Et Billy se détend. En avril dernier, il a vu des images de la zone traversée par la tornade de Rolling Fork (Mississippi). Il m’a affirmé que chez lui, la guerre a fait les mêmes ravages (à plus grande échelle, sûrement).
Une ou deux semaines plus tard: “Madame Mari, tu as vu? Ca pète aussi au Soudan, ces jours-ci! L’Afrique, en fait, c’est presque partout l’enfer.”

Un soir en mai, je déplie une nappe fleurie au jardin.
Billy s’est prosterné juste avant le repas. L’autre “colocataire” se signe devant l’assiette servie. Avec moi dont la mère est juive, les 3 confessions du Livre sont réunies. Ils insistent pour trinquer, ce qui change évidemment en divin breuvage le Château La Pompe habituel. “It is a party, sourit Billy. A family party!”

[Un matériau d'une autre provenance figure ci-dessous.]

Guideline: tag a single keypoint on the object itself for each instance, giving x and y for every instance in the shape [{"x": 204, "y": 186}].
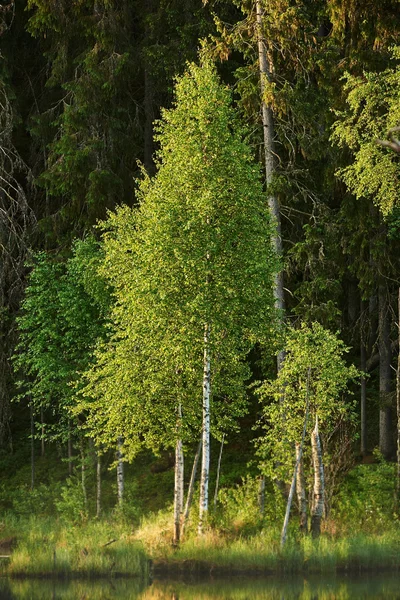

Puis son dossier a progressé. Fedasil lui a enfin attribué une place en centre ouvert.
Alors il fait des aller-retour entre le centre et chez moi, pour voir les copains, changer d’ambiance. Et aussi pour faire sa lessive.
Un dimanche d’été, il m’a accompagnée “to the open market”, sur la place communale de Boitsfort. Chez le boucher marocain – ils se connaissent, ils se sont déjà rencontrés lors de précédents marchés, ils se parlent en arabe – je lui dis de choisir ce qu’on mangera ce soir. OK: des pilons de poulet marinés.
All right! You will cook it. And I will prepare the salad!” Ainsi fut fait.
Nous sommes juste à deux ce soir-là, mais ce sera tout de même “a family party“, au jardin et avec la nappe, dans la relative fraîcheur et la belle lumière d’après l’orage.
“Good food!” conclut Billy, rassasié.

A partir du mois d’août, j’ai été beaucoup moins disponible. J’ai pris une semaine pour aller voir les amis et amies qui s’étaient installés en Grande-Bretagne. Fin septembre, j’ai organisé des travaux de rénovation de la maison. Etc. Billy est parti vivre sa vie.

Début décembre, via messenger:
Hello Mami, how are you today? I am very happy that I was allowed to take the Belgian paper”. La joie ! Une joie littéralement éclatante. Comme à chaque bonne nouvelle de ce genre que je reçois.

Hier, il est revenu pour quelques jours. Pour me revoir, me souhaiter la bonne année.
Et pour “payer” son dû ? Comme il l’avait annoncé ?
Il a en tout cas déballé un lourd sac à dos: une bouteille de détergent vaisselle, un bidon de “Mr Propre”, un autre contenant du produit anticalcaire pour nettoyer la salle de bain, une pochette de six lavettes jaunes, un paquet de six éponges de cuisine (avec la face verte pour récurer les casseroles). Et un pack d’essuie-tout.